Madame Alda Gross, ressortissante suisse née en 1931 exprime depuis longtemps son souhait de mettre fin à sa vie. Elle explique ce désir par le fait qu'elle se sent de plus en plus fragile et ne souhaite pas continuer à subir le déclin de ses facultés physiques et psychologiques, sans néanmoins être atteinte d'une maladie incurable.  Elle a demandé en vain à plusieurs médecins de lui prescrire une dose mortelle de pentobarbital sodique, ce que les médecins ont refusé, notamment parce que la patiente ne souffrait d'aucune pathologie et qu'une telle prescription serait contraire à leur déontologie professionnelle et risquerait de les exposer à une procédure judiciaire. Ce refus a été confirmé par les cours et tribunaux, dont une décision de la Cour suprême fédérale suisse qui considère que l'Etat n'est pas tenu de garantir à un individu l'accès à une dose mortelle de médicament.

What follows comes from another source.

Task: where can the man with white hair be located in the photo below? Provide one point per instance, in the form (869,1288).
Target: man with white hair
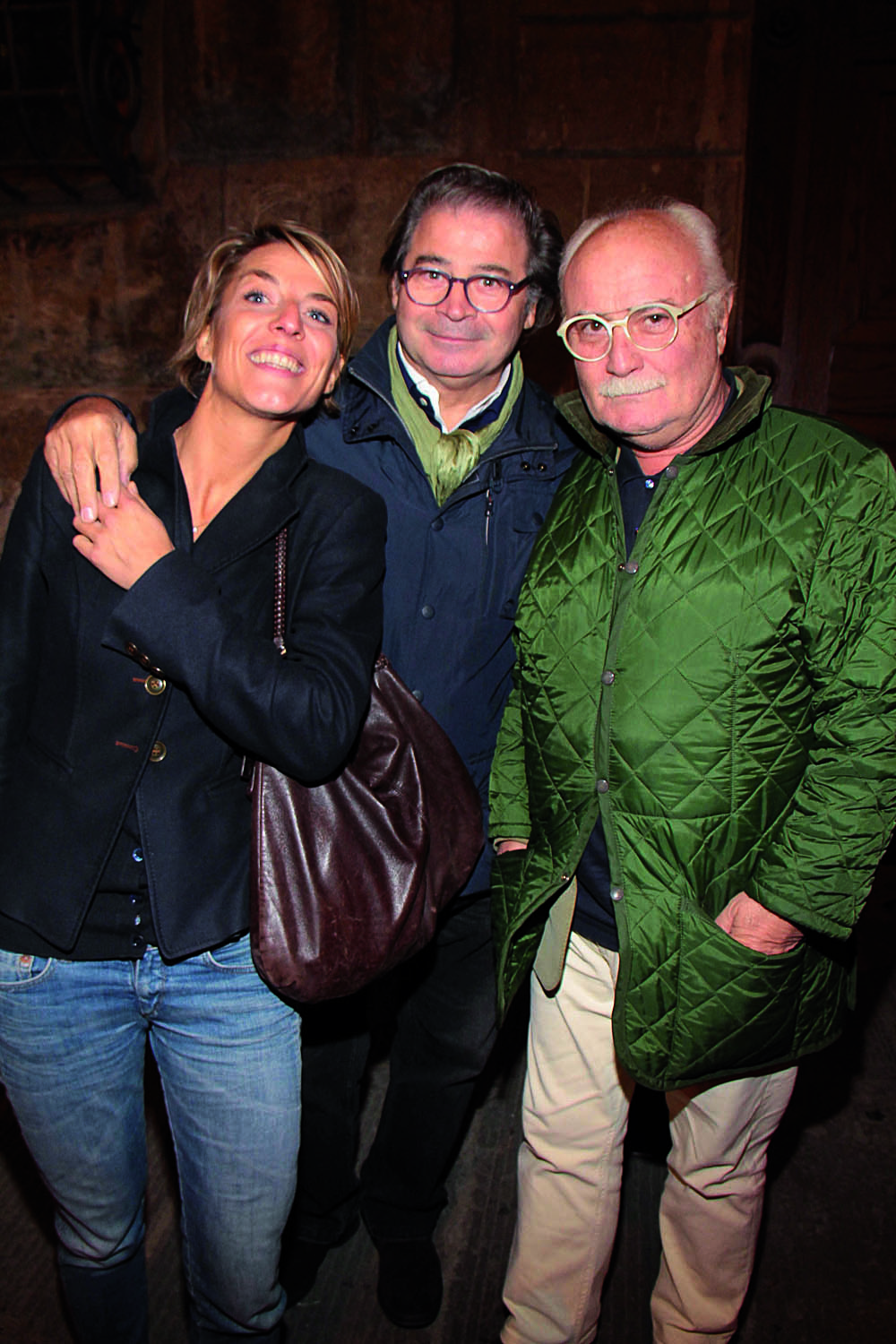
(694,780)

Madame Gross introduit alors une requête devant la Cour européenne des droits de l'homme le 10 novembre 2010, alléguant comme motif principal qu'en lui refusant le droit de décider quand et comment elle finirait sa vie, les autorités suisses ont violé l'article 8 de la Convention européenne des droits de l'homme qui consacre le droit au respect de la vie privée et familiale.

La Cour constate que l'article 115 du Code pénal suisse ne réprime l'incitation et l'assistance au suicide que lorsque lorsqu'elles sont commises pour des « motifs égoïstes ». La Cour constate également que selon la jurisprudence de la Cour suprême fédérale suisse, un médecin peut prescrire un médicament mortel pour aider un patient à se suicider si certaines conditions spécifiques, indiquées dans les directives éthiques adoptées par l'académie suisse de médecine, sont remplies. Ces directives imposent notamment qu'un médecin conclue que la maladie  conduirait à la mort en quelques jours ou semaines, ce qui n'est pas applicable au cas de Madame Gross.

La Cour soulève néanmoins que ces directives sont établies par une académie de médecine et n'ont pas valeur de loi. Elle conclut alors que l'absence de directives exposées clairement dans la loi ont un effet dissuasif sur les médecins et ont du engendrer une inquiétude considérable chez la requérante.

La Cour décide alors qu'il y a eu violation de l'article 8 de la Convention européenne des droits de l'homme en ce que  la législation suisse, tout en offrant la possibilité d'obtenir une dose létale de médicament sur ordonnance médicale, ne fournit pas des directives suffisantes définissant avec clarté l'ampleur de ce droit. Elle estime néanmoins qu'il ne lui appartient pas de décider si la demande de Madame Gross aurait du être entendue, mais qu'il incombe aux autorités Suisse d'émettre des directives claires et complètes à ce sujet.